螺杆挤压膨胀干燥对天然橡胶结构与性能的影响

天然橡胶的生产主要采用传统的热风干燥，但天然橡胶是热的不良导体且自粘性强，导致热风干燥普遍具有干燥效率低、胶料发粘和夹生等问题，这对产品的性能带来不利影响。而螺杆挤压膨胀干燥工艺作为一种新干燥工艺，已被广泛应用于合成橡胶工业，具有干燥效率高、自动化水平高和工艺稳定等特点，在天然橡胶（NR）生产加工中具有良好的发展和应用前景。本研究对比了传统热风干燥（NT）和螺杆挤压膨胀干燥（NCT）2种工艺制备NR的结构，分析NCT的性能特点，以探讨螺杆挤压膨胀干燥工艺运用在天然橡胶生产加工中的可行性。
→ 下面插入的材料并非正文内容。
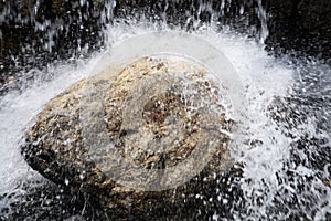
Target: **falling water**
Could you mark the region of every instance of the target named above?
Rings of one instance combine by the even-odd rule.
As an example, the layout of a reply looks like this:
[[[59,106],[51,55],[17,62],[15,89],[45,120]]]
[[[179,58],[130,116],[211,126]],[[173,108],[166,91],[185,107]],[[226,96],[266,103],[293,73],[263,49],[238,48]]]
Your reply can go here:
[[[76,27],[83,30],[85,13],[90,13],[88,7],[92,6],[84,0],[77,3],[86,8],[86,11],[76,11]],[[113,7],[116,2],[107,1],[97,18],[97,23],[105,24],[103,32],[78,31],[98,35],[103,41],[99,50],[89,50],[88,40],[83,41],[78,34],[75,44],[68,44],[72,50],[62,52],[65,56],[46,59],[44,67],[33,64],[25,69],[29,62],[13,55],[15,67],[20,67],[15,71],[20,74],[13,75],[15,81],[3,84],[6,93],[0,97],[0,219],[107,218],[100,211],[94,211],[87,198],[81,202],[33,171],[21,157],[19,144],[24,128],[43,106],[71,84],[97,74],[94,73],[95,65],[105,54],[111,53],[114,45],[160,30],[184,30],[209,41],[232,62],[245,88],[247,103],[241,119],[242,138],[235,140],[236,148],[232,152],[242,165],[241,175],[233,179],[222,178],[217,180],[220,188],[196,196],[196,204],[201,207],[194,215],[213,220],[330,219],[330,66],[316,60],[268,55],[264,51],[268,29],[261,0],[255,8],[260,23],[249,24],[250,29],[241,31],[224,19],[232,10],[231,0],[222,0],[218,10],[200,0],[185,8],[186,17],[179,18],[183,21],[177,23],[177,15],[169,15],[169,10],[180,10],[175,7],[184,1],[164,1],[162,6],[154,6],[160,12],[156,13],[154,11],[138,8],[140,12],[120,12],[131,14],[129,19],[115,19]],[[39,0],[28,7],[28,17],[23,17],[22,11],[13,13],[11,7],[6,3],[0,22],[14,20],[21,25],[32,25],[33,32],[43,34],[40,44],[33,40],[34,46],[42,45],[43,53],[54,53],[58,46],[55,39],[71,31],[66,18],[38,19],[42,10]],[[244,13],[243,6],[239,13]],[[223,20],[216,19],[220,14]],[[204,21],[205,17],[210,22]],[[242,27],[247,24],[243,20],[234,22],[242,22]],[[4,33],[0,32],[1,35]],[[258,36],[258,41],[252,35]],[[28,57],[40,60],[39,52],[32,51],[33,45],[24,45],[21,53],[29,52]],[[63,61],[61,57],[70,59]],[[4,74],[12,75],[11,65],[8,69],[4,64],[0,66]],[[227,190],[221,188],[224,185]]]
结果表明：在生胶层面，螺杆挤压膨胀干燥工艺由于干燥温度低、干燥用时短，能够有效降低NR分子链在干燥过程中受到的热氧降解，因此NCT相比NT而言具有更高的塑性初值、门尼粘度和凝胶含量，且对于蛋白质、挥发分等非胶组分的影响较小；对于纯胶配方硫化胶，NCT相较NT而言表现出更快的硫化速率。通过使用Mooney-Rivlin方程对硫化胶内部网络结构进行了拟合，发现NCT硫化后的有效交联密度和化学交联网络的数量相对较低，这使得NCT的拉伸强度、撕裂强度和模量等常规力学性能低于NT，疲劳性能方面也表现出了相对较高的压缩生热和蠕变。对于炭黑配方硫化胶，NCT与NT的常规力学性能无明显差异，这可能是由于硫化促进剂N-叔丁基-2-苯并噻唑次磺酰胺的硫化速率较快所导致。但在动态力学性能方面，NCT的疲劳寿命更长，表现出更优异的动态疲劳性能，这与螺杆挤压膨胀干燥工艺能改善炭黑分散性有关。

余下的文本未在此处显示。